Keke rejoint le podium où il retrouve Rainier III et ses enfants, le prince Albert et les princesses Caroline et Stéphanie. Grace Kelly n'est plus là : elle s'est tuée dans un accident d'automobile en septembre 1982.
Malgré sa victoire, Rosberg est tendu. Il a toujours sur l'estomac sa disqualification de Rio : « Pour moi, ce week-end de Monaco aurait dû être un week-end à 15 points et pas seulement à 9. Je mérite mes six points du Brésil... » grommelle-t-il. Curieux bonhomme, jamais pleinement satisfait ! Nelson Piquet, Alain Prost et Patrick Tambay sont en revanche très contents d'avoir limité les dégâts. Ils estiment que compte tenu de leurs moteurs turbo, l'option de Rosberg de partir en pneus slicks ne leur était pas possible.

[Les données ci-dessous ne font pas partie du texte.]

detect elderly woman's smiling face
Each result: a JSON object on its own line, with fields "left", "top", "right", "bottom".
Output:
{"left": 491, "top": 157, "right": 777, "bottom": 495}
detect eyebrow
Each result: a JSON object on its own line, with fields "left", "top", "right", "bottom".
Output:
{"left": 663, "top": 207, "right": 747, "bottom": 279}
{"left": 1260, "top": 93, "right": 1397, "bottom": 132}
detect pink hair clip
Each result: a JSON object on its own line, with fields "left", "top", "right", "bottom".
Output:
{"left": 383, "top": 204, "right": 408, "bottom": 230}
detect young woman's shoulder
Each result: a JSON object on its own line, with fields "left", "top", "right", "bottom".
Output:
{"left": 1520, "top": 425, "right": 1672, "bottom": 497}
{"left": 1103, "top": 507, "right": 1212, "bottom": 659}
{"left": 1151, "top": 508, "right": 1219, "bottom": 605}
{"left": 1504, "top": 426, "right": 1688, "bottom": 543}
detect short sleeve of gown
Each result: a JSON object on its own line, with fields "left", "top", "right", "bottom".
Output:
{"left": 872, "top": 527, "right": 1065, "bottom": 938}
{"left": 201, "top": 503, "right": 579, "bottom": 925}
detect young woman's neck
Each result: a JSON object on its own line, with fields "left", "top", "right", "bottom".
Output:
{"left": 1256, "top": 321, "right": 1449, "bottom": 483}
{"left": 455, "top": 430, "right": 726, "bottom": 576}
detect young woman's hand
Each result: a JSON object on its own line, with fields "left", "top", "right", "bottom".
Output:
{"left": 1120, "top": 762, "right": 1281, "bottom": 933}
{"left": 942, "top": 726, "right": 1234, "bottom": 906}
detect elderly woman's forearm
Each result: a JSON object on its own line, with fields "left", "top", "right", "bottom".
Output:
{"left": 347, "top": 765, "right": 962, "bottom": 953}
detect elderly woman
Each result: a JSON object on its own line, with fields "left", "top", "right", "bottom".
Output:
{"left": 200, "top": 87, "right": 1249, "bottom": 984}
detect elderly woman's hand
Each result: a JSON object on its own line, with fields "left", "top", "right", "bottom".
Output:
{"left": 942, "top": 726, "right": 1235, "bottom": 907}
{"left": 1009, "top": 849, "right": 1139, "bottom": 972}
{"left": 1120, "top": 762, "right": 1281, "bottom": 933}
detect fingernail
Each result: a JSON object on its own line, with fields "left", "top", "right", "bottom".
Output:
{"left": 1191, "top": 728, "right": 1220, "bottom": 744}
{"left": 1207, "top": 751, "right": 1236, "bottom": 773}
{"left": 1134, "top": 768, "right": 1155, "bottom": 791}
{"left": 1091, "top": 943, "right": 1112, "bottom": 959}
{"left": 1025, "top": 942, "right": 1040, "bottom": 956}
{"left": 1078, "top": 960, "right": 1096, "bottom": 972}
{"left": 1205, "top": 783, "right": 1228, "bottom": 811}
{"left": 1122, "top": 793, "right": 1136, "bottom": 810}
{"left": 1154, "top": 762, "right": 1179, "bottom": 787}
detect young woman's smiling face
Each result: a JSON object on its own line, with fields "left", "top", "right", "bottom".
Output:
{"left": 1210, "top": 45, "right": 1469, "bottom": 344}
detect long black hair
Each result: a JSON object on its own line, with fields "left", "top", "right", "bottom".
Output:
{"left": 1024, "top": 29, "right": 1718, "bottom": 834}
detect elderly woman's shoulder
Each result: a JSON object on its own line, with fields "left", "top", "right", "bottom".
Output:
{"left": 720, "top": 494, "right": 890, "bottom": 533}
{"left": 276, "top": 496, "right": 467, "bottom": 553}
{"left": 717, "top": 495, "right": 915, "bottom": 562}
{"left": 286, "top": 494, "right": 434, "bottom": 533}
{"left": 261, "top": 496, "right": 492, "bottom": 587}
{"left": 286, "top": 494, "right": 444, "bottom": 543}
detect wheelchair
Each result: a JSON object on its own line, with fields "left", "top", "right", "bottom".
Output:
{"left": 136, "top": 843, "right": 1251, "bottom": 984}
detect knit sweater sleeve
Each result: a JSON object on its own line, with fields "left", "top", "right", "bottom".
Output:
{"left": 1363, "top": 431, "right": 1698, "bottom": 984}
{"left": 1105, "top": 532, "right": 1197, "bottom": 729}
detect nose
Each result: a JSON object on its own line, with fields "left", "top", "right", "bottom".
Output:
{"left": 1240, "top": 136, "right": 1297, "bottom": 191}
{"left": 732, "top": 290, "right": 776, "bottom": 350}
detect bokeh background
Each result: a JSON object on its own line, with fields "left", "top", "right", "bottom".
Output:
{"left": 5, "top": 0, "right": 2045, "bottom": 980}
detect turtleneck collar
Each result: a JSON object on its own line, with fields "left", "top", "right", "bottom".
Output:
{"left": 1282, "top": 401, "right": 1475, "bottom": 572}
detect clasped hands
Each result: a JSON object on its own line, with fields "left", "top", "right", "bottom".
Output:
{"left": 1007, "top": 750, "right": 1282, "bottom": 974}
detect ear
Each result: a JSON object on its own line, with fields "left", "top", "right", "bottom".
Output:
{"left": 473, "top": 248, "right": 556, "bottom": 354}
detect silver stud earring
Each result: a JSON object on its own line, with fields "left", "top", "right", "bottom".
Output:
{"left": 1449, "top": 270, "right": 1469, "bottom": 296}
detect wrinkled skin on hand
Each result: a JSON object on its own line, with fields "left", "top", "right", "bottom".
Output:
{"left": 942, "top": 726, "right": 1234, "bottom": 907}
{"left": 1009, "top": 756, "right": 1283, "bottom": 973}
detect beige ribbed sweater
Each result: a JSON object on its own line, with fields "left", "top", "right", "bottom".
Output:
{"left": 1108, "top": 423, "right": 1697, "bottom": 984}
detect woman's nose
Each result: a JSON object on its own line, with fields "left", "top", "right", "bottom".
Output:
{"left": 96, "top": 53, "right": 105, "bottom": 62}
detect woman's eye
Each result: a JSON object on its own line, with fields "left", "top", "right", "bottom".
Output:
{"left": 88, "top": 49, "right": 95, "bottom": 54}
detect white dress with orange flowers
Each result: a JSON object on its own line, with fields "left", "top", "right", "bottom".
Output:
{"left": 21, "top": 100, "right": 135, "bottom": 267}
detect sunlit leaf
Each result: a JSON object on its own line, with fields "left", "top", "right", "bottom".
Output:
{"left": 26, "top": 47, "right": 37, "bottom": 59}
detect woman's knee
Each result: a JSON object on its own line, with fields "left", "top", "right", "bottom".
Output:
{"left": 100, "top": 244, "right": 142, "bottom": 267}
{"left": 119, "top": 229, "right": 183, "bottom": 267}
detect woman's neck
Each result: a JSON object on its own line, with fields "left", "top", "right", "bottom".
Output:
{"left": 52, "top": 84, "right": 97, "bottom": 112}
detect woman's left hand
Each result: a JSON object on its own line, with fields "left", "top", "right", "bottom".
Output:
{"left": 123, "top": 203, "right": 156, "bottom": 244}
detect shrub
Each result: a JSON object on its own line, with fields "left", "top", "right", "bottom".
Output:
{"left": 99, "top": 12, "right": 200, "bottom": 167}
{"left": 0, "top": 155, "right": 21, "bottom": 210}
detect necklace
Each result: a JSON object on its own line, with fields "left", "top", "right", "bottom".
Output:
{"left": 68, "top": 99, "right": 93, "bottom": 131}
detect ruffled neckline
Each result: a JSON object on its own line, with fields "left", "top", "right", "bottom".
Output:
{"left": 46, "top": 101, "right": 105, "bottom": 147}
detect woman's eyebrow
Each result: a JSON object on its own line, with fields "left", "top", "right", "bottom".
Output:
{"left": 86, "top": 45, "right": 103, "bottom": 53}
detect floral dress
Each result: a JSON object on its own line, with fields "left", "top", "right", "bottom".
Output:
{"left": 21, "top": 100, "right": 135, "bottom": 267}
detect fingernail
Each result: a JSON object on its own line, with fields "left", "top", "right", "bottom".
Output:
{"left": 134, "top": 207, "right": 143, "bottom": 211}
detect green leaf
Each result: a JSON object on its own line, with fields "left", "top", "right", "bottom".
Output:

Avec sa deuxième place, Piquet s'installe en tête du championnat du monde avec 21 points contre 19 unités pour Prost et 17 pour Tambay. Rosberg grimpe au quatrième rang avec quatorze points. Le classement des constructeurs est on ne peut plus serré : Ferrari (25 pts) précède Renault (23 pts), Brabham-BMW, McLaren-Ford-Cosworth et Williams-Ford-Cosworth (21 pts chacune) !
Le week-end se conclut par le traditionnel gala princier. Keke Rosberg en est l'invité d'honneur. Jackie Stewart présente au prince tous les pilotes présents. De longs applaudissements saluent la venue de René Dreyfus, 78 ans, vainqueur du Grand Prix en 1930. Stirling Moss, Phil Hill, Maurice Trintignant, Jean-Pierre Beltoise et Jody Scheckter sont également présents, et tous accueillent le benjamin Michel Ferté, vainqueur de la course de Formule 3, tout émerveillé de se trouver aux côtés de tant de noms illustres.